# Question 1

In [1]:
""" DOWNLOADING TEXTBOOK FROM PROJECT GUTENBERG """

import requests
response = requests.get("http://www.gutenberg.org/files/11/11-0.txt")
text_data = response.text
# print(text_data)

# Question 2

In [16]:
""" PARSING THE DATA USING SENTENCE TOKENIZER """

from nltk.tokenize import sent_tokenize
sentences_list = sent_tokenize(text_data)
# print("\n".join(sentences_list))



""" REMOVING LINE-BREAKS, CARRIAGE-RETURNS AND NON-ALPHABETICAL CHARACTERS """
import re
def remove(string):
    string = string.replace('\n', ' ')\
                   .replace('\r', '')
    regex = re.compile('[^a-zA-Z0-9\s]')
    string = regex.sub('', string)
    return string
sentences_list = list(map(remove, sentences_list))

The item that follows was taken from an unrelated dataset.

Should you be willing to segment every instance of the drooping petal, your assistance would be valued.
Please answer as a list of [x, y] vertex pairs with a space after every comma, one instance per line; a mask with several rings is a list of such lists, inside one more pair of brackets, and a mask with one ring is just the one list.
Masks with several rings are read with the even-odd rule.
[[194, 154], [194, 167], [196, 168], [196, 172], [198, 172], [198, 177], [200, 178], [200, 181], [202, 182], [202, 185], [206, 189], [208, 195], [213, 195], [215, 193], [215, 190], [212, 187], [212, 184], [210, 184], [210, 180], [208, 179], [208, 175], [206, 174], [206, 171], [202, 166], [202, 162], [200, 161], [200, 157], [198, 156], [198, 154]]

""" SPLITTING DATA INTO TRAINING AND TEST SET """
import random
random.shuffle(sentences_list)
sentences_list_train = sentences_list[:int(0.8 * len(sentences_list))]
sentences_list_test = sentences_list[int(0.8 * len(sentences_list)):]


""" CREATING VOCBULARY DICTIONARY """
countTotal = 0
dictVocab = dict()
for sentence in sentences_list_train:    
    for word in sentence.split():
        countTotal += 1
        if(word not in dictVocab):
            dictVocab[word] = 0
        dictVocab[word] += 1
        
        
        
""" ADDING <s> and </s> to the start and end of each sentence [TRAINING SET] """
for s_idx in range(len(sentences_list_train)):
    sentences_list_train[s_idx] = "<s> " + sentences_list_train[s_idx] + " </s>"    
    
""" ADDING <s> and </s> to the start and end of each sentence [TEST SET] """
for s_idx in range(len(sentences_list_test)):
    sentences_list_test[s_idx] = "<s> " + sentences_list_test[s_idx] + " </s>"
    
    
""" OUTPUT """
print("Some sentences from the training set - \n")
for s in sentences_list_train[:3]:
    print(s.split())
    print("\n")

Some sentences from the training set - 

['<s>', 'And', 'now', 'which', 'is', 'which', 'she', 'said', 'to', 'herself', 'and', 'nibbled', 'a', 'little', 'of', 'the', 'righthand', 'bit', 'to', 'try', 'the', 'effect', 'the', 'next', 'moment', 'she', 'felt', 'a', 'violent', 'blow', 'underneath', 'her', 'chin', 'it', 'had', 'struck', 'her', 'foot', '</s>']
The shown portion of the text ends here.